Behind them the urban day unfolded as the restless city rose again to meet another morning. The current scurried around the island's tip, on a precarious balance between the turning tides. They stood there a moment looking out over the water and then Ben Hogan said:

"Let's go home."

When Billy arrived home the policemen swarmed him with questions. Sally's motherly sense took charge and she scooted all the men out of the apartment and put Billy into his bed. He slept most of day and in the early evening she went into his room with some soup and toast. He sat up and began to eat. She sat on the edge of the bed and stroked his leg.

"I'm sorry, Billy, for what happened to us."

"It's not your fault, Mom."

"Your father would have been proud of you."

Billy ate his soup for a moment and then put the spoon down.

"Mom, you know, I used to think if I wished hard enough I could make Dad walk back in through the front door."

"Billy, I . . ."

"No, it's okay now, Mom. I understand that's impossible. I just miss Dad, but I guess – well, missing him is okay too. Maybe missing him is the best thing. I'm not going to hide from that anymore."

Sally leaned over and kissed her son on his brow.

The next morning there was a knock on the door and Hank stood there.

"Come on, Billy, we're going for a ride."

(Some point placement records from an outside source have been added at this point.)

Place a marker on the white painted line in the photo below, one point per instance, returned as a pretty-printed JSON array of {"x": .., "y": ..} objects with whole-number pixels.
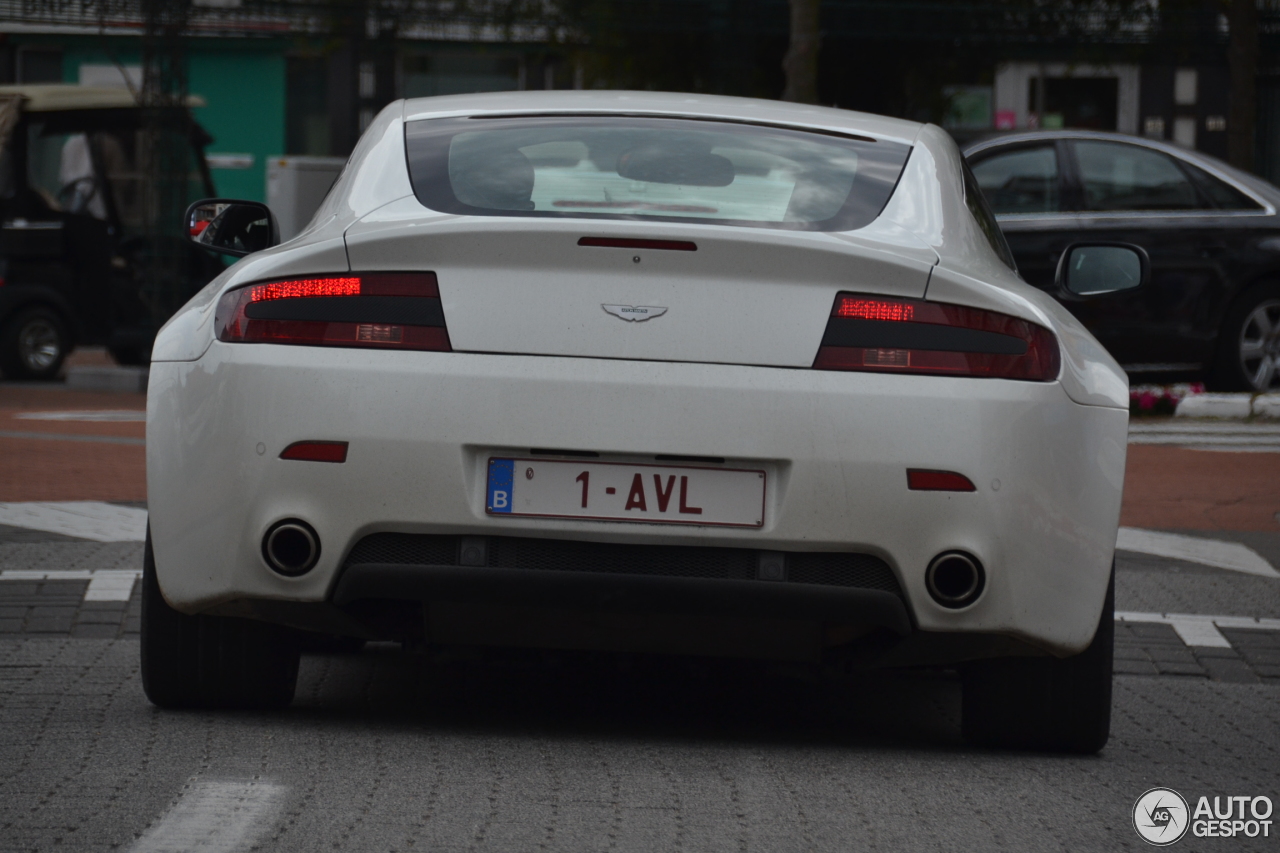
[
  {"x": 1200, "y": 630},
  {"x": 112, "y": 584},
  {"x": 124, "y": 415},
  {"x": 214, "y": 817},
  {"x": 1208, "y": 552},
  {"x": 82, "y": 519},
  {"x": 104, "y": 584}
]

They drove in Hank's old Ford over the Madison Bridge and North on the Deegan into the Bronx.

"Where are we going?" asked Billy.

"To Van Courtland. We have a 10AM tee time."

"I've never played golf."

"Then you start today."

In the parking lot Hank opened the trunk and pulled out two sets of clubs; he handed a bag to Billy.

"You can have these. It's my old set."

Billy ran his hand over the clubs. The steel was cool to his touch. They hefted the bags and made their way toward the first tee.

"This is the oldest public golf course in America," said Hank. "That's something, huh?"

On the tee Hank swung his driver and the ball scooted over the grass, settling barely fifty feet away.

"I guess I need practice," he mumbled. "Okay, do you need me to show you some things?"

Billy took the driver, felt the weight in his hands, took his stance and swung. The ball sailed into the air and then turned right in a huge banana slice, landing behind some trees halfway down the fairway.

He shook his head.

"I guess we'll have to dig it out of the dirt."

"What's that?"

"Something Ben Hogan used to say."

"What's it mean?"

"I guess it means you've got to work things out for yourself," Billy said. "Nobody can do it for you."

Hank thought about that for a moment and nodded.

"Okay, let's go dig it out of the dirt."

They put the bags across their shoulders and began to walk down the fairway.